お昼過ぎであることと駅の近くにあるためか他の高校の学生も多く店内は混んでいる。
けれども注文してしまった後でどの席も人がいて空席はなかった。このままどこか空くのをよく知っている声で「悠真! こっち空いているよ」と名前を呼ぶ声が聞こえた。
声の主は妹だ。4人用の席で妹はすでに食事を始めていた。彼女がいる机の上には食べかけのポテトとまだ開封されていないハンバーガーが2つあった。

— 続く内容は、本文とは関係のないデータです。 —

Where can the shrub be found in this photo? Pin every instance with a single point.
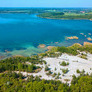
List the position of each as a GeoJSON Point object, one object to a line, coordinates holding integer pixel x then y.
{"type": "Point", "coordinates": [64, 63]}
{"type": "Point", "coordinates": [65, 71]}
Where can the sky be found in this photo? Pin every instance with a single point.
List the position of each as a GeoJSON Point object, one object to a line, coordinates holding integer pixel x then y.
{"type": "Point", "coordinates": [45, 3]}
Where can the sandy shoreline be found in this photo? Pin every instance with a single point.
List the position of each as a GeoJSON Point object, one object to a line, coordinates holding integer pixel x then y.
{"type": "Point", "coordinates": [75, 62]}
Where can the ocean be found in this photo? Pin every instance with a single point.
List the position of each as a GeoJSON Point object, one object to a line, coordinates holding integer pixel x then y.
{"type": "Point", "coordinates": [21, 34]}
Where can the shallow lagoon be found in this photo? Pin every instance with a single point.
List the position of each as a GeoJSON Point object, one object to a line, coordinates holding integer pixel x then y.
{"type": "Point", "coordinates": [20, 34]}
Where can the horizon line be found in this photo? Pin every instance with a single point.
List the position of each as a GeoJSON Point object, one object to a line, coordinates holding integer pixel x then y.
{"type": "Point", "coordinates": [45, 7]}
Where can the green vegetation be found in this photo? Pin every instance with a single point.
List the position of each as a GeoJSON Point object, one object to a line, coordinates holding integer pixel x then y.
{"type": "Point", "coordinates": [65, 71]}
{"type": "Point", "coordinates": [64, 63]}
{"type": "Point", "coordinates": [81, 72]}
{"type": "Point", "coordinates": [47, 68]}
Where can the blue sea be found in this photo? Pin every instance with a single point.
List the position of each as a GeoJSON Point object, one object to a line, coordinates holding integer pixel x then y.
{"type": "Point", "coordinates": [20, 34]}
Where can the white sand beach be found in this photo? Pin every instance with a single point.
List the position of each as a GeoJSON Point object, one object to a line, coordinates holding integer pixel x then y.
{"type": "Point", "coordinates": [75, 62]}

「助かった。予想はしていたけれどこんなに混んでいるとは」
「今日はどの高校も入学式だからね。お腹が空いたから食べに行こうと考えている人も多いのだと思うよ」
妹はポテトを1つつまみ口に入れる。
「それより、誰かと一緒に来ているのに相席してもいいのか?」
二種類のハンバーガーと飲み物を見る。片方の飲み物は妹が苦手なブラックコーヒーだった。
「むしろ悠真なら大歓迎だと思うよ。だって紫苑先輩だし」
背後に誰かが来た気配がして振り返った。そこには紫苑先輩が不思議そうな顔をして立っていた。
「悠真が来るとは聞いていなかったが」
「あっ紫苑先輩、お久しぶりです。席が空いていないか探していたら悠佳が一緒に食べないかと誘ってくれました。邪魔でなければご一緒してもいいでしょうか?」
「偶然です。もし初めから悠真が来ているとわかっていたら紫苑先輩に連絡しますよ」
悠真と話たがっていたこと知っていますし、と妹が答えると先輩は納得したようで席に着いた。僕は悠佳の隣に座り注文したチーズバーガーの包み紙を開けた。